On March 29, 2019, Judge Roger Benitez of the U.S. District Court of Southern California ruled that a provision of Proposition 63 banning large-capacity firearm magazines (more than 10 rounds) was unconstitutional. He wrote, “[Proposition 63] burdens the core of the Second Amendment by criminalizing the acquisition and possession of these magazines that are commonly held by law-abiding citizens for defense of self, home, and state.”
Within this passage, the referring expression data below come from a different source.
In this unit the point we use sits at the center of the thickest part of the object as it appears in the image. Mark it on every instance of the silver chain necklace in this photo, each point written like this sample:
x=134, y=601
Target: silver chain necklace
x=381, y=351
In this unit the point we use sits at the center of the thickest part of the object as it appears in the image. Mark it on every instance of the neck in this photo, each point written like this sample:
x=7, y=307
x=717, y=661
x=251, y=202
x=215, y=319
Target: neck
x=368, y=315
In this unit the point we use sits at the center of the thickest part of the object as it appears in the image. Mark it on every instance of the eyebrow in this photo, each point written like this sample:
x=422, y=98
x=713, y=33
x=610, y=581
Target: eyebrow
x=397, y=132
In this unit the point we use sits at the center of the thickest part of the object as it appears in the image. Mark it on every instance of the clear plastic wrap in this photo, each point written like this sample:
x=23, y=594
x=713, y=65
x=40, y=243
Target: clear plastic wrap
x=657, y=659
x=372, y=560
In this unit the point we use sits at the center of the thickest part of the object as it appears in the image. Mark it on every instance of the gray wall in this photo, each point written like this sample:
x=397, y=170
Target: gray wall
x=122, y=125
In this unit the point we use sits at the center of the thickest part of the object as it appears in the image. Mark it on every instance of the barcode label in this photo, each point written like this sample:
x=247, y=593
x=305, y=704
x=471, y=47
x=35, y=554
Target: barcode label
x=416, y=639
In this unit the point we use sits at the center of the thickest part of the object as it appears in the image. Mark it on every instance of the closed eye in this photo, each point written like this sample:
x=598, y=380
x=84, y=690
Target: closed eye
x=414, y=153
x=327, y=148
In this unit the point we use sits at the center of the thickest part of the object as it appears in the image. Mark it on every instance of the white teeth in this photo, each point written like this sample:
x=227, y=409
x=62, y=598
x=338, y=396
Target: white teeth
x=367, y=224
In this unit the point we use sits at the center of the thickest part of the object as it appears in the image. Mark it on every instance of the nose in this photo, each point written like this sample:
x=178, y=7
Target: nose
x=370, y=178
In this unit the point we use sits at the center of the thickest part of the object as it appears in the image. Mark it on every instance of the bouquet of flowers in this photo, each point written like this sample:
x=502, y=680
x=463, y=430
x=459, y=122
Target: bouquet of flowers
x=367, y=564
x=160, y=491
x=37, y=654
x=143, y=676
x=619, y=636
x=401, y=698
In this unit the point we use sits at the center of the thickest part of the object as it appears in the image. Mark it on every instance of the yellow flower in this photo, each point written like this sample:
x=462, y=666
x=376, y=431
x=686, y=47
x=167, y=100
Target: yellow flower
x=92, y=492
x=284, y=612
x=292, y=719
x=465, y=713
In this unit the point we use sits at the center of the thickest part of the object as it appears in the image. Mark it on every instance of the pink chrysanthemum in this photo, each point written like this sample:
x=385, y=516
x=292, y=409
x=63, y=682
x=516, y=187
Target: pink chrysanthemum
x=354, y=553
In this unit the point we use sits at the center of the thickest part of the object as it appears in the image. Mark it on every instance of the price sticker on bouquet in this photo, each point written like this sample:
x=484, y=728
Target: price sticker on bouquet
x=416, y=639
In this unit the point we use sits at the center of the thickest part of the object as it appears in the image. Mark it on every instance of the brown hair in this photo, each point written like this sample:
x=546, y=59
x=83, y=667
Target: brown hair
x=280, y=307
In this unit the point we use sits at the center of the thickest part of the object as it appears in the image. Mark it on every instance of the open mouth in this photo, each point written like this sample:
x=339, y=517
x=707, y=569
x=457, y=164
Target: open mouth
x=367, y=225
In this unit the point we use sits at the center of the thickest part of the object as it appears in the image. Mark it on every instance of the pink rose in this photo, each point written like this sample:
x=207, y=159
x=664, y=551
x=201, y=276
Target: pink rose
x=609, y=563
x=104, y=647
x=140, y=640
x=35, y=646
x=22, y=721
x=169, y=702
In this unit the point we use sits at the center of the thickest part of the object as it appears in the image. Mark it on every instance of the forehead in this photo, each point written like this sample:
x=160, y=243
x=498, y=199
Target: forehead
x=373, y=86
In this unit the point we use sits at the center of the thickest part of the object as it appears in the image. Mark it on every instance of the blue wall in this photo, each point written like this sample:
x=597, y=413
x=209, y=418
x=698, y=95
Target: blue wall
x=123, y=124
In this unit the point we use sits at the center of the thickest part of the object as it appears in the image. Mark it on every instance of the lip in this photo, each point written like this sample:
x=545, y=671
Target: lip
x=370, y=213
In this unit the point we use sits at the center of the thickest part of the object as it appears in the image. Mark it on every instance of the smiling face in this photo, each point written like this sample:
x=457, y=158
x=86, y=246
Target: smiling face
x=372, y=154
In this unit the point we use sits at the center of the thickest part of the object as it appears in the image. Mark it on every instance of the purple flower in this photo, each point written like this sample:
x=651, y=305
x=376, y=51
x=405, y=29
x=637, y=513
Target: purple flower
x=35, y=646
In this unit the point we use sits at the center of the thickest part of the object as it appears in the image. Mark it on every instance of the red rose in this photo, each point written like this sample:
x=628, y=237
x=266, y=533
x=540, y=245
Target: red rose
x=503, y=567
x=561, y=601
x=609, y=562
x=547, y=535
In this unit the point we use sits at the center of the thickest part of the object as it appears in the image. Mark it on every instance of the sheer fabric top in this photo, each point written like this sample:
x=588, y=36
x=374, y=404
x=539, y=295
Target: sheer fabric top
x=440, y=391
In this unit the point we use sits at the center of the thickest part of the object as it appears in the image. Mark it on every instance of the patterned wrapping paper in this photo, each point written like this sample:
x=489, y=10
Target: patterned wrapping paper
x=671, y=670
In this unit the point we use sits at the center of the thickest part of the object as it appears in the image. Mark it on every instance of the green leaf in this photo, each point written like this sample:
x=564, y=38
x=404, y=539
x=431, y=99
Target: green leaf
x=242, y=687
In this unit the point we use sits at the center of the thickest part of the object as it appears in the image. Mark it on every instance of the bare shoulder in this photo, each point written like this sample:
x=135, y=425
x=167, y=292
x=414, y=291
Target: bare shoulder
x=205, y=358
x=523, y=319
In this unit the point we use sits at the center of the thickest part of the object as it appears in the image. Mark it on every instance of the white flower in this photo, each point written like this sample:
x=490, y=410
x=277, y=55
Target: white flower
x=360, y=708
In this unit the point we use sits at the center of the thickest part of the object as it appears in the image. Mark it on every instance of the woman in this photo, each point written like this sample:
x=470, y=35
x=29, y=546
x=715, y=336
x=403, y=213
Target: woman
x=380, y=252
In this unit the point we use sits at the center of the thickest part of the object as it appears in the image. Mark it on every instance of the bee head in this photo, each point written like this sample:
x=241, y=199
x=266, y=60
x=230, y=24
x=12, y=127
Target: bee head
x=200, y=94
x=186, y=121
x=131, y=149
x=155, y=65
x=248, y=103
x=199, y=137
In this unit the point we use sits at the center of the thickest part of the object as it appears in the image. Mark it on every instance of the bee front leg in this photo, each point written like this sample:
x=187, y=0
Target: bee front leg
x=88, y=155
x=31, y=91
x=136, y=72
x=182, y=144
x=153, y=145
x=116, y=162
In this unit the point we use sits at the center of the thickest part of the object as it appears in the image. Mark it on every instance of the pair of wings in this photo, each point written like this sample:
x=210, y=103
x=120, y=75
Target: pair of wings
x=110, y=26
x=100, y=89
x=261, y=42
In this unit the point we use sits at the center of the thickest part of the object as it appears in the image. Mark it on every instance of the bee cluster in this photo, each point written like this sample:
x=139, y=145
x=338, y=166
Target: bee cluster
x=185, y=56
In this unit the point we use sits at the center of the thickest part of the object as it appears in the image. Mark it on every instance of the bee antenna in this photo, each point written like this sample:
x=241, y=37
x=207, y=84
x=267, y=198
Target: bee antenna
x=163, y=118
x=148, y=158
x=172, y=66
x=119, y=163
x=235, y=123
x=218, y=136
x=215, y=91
Voters approved Proposition 63 in 2016. Before Proposition 63, residents who owned large-capacity magazines before 2000 were allowed to keep them. Proposition 63 was designed to criminalize possession and require owners, including those who possessed large-capacity magazines before 2000, to remove them from the state, sell them to a firearms dealer, or surrender them to law enforcement. The provision was scheduled to go into effect on July 1, 2017, but Judge Benitez placed an injunction on the provision on June 29, 2017, pending his final order.
Gov. Gavin Newsom (D), who was lieutenant governor in 2016, was involved in developing Proposition 63. He responded to Judge Benitez’s ruling, saying, “This District Court Judge’s failure to uphold a ban on high-capacity magazines is indefensible, dangerous for our communities and contradicts well-established case law.”
If appealed, the case would go before the 9th Circuit Court of Appeals. California Attorney General Xavier Becerra (D) said his office is “reviewing the decision to evaluate next steps.”